Bug 1142082

Summary: RHEL7 Hosts loosing connectivity with engine every day and stay in non-responsive state
Product: Red Hat Enterprise Virtualization Manager Reporter: Michael Burman <mburman>
Component: vdsmAssignee: Antoni Segura Puimedon <asegurap>
Status: CLOSED DUPLICATE QA Contact: Michael Burman <mburman>
Severity: urgent Docs Contact:
Priority: high    
Version: 3.5.0CC: bazulay, ecohen, gklein, iheim, lpeer, mburman, mpavlik, nyechiel, ogofen, s.kieske, yeylon
Target Milestone: ---Keywords: Triaged, Unconfirmed
Target Release: 3.5.0   
Hardware: x86_64   
OS: Linux   
Whiteboard: network
Fixed In Version: Doc Type: Bug Fix
Doc Text:
Story Points: ---
Clone Of: Environment:
Last Closed: 2014-10-01 07:57:32 UTC Type: Bug
Regression: --- Mount Type: ---
Documentation: --- CRM:
Verified Versions: Category: ---
oVirt Team: Network RHEL 7.3 requirements from Atomic Host:
Cloudforms Team: --- Target Upstream Version:
Embargoed:
Bug Depends On:    
Bug Blocks: 1147536, 1164308, 1164311    
Attachments:
Description Flags
Relevant logs- host loosing connectivity
none
/var/log/messages from my 2 rhel7 hosts
none
Connectivity.logs from my 2 rhel7 hosts none

Description Michael Burman 2014-09-16 06:48:16 UTC
Created attachment 937862 [details]
Relevant logs- host loosing connectivity

Description of problem:
RHEL7 Hosts are loosing connectivity with engine and stay in non-responsive state until network service is restarted and only then host is going up.
It is happening also with dhcp and static ip configured on rhevm.
BOOTPROTO=dhcp/static
ONBOOT=yes


Version-Release number of selected component (if applicable):
3.5.0-0.12.beta.el6ev

How reproducible:
Every day

Steps to Reproduce:
1. Working setup with rhel7 host
2. 
3.

Actual results:
Host loosing connectivity during evening/night.

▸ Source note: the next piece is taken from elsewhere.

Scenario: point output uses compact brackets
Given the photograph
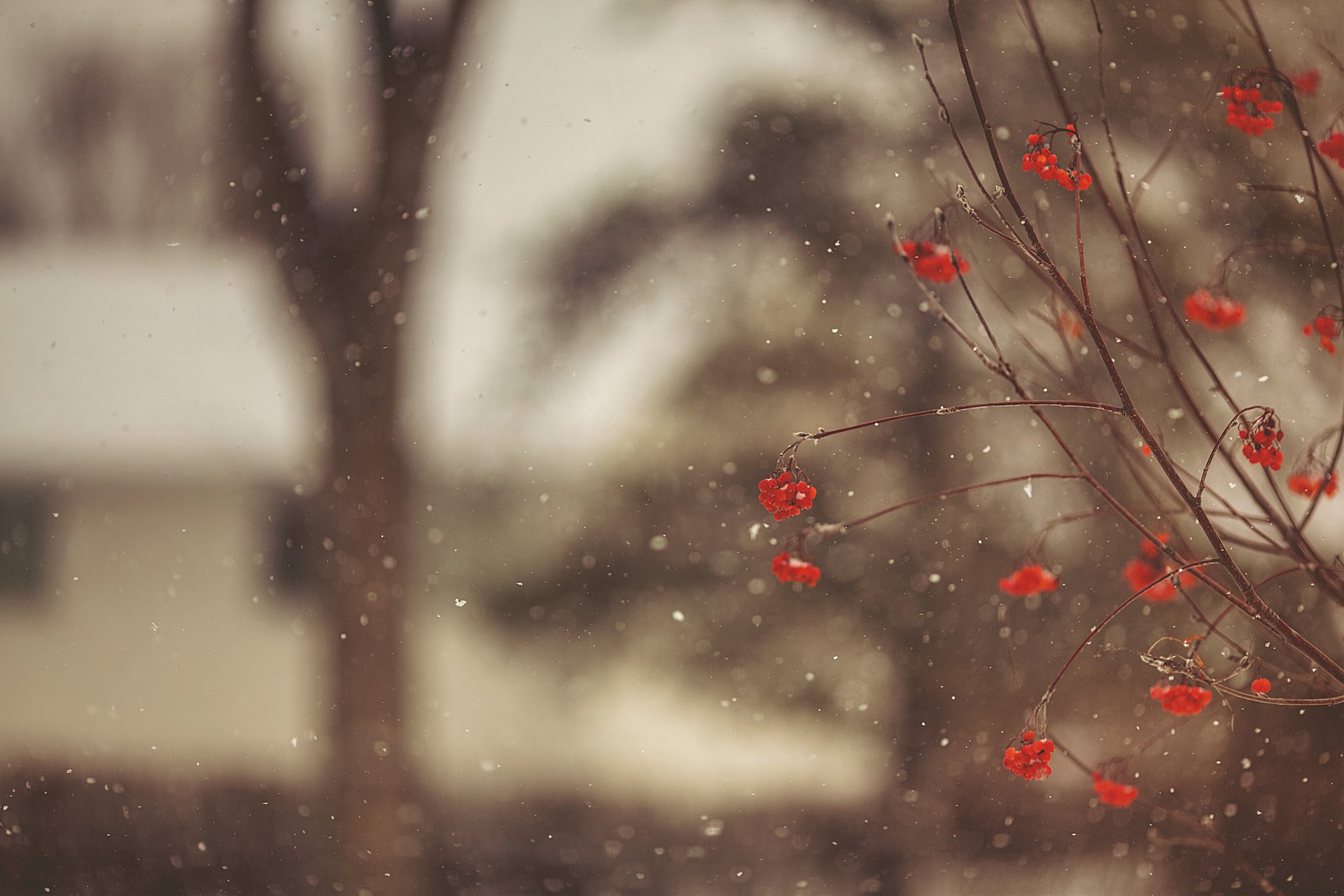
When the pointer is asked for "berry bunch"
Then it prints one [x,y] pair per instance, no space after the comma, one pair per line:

Host stays in non-responsive state

Expected results:
Host shouldn't loose connectivity with engine. But if he does loose connectivity, i expect him to enroll back. 

Additional info:

Comment 1 Michael Burman 2014-09-16 06:56:15 UTC
Created attachment 937865 [details]
/var/log/messages from my 2 rhel7 hosts

Comment 2 Michael Burman 2014-09-16 06:59:55 UTC
Created attachment 937867 [details]
Connectivity.logs from my 2 rhel7 hosts

Comment 3 Michael Burman 2014-09-16 07:02:14 UTC
I attached relevant logs from my two rhel7 servers.
vdsm.logs
supervdsm.logs
/var/log/messages

connectivity.logs- in this logs you can see when the host lost connectivity with engine.

Comment 4 Antoni Segura Puimedon 2014-09-22 10:41:40 UTC
It's not happening with static IPs, there is some issue with dhcp. Could you check in your machines if after a few hours of having dhcp the dhclient process is still alive?

Comment 5 Michael Burman 2014-09-22 11:07:13 UTC
I will check that

Comment 6 Michael Burman 2014-09-23 11:14:03 UTC
I changed my rhel7 host from static ip to dhcp and during the night host lost connectivity with engine.
I'm not sure if the dhclient process was alive at that point, but he was alive in the last time i checked before going home.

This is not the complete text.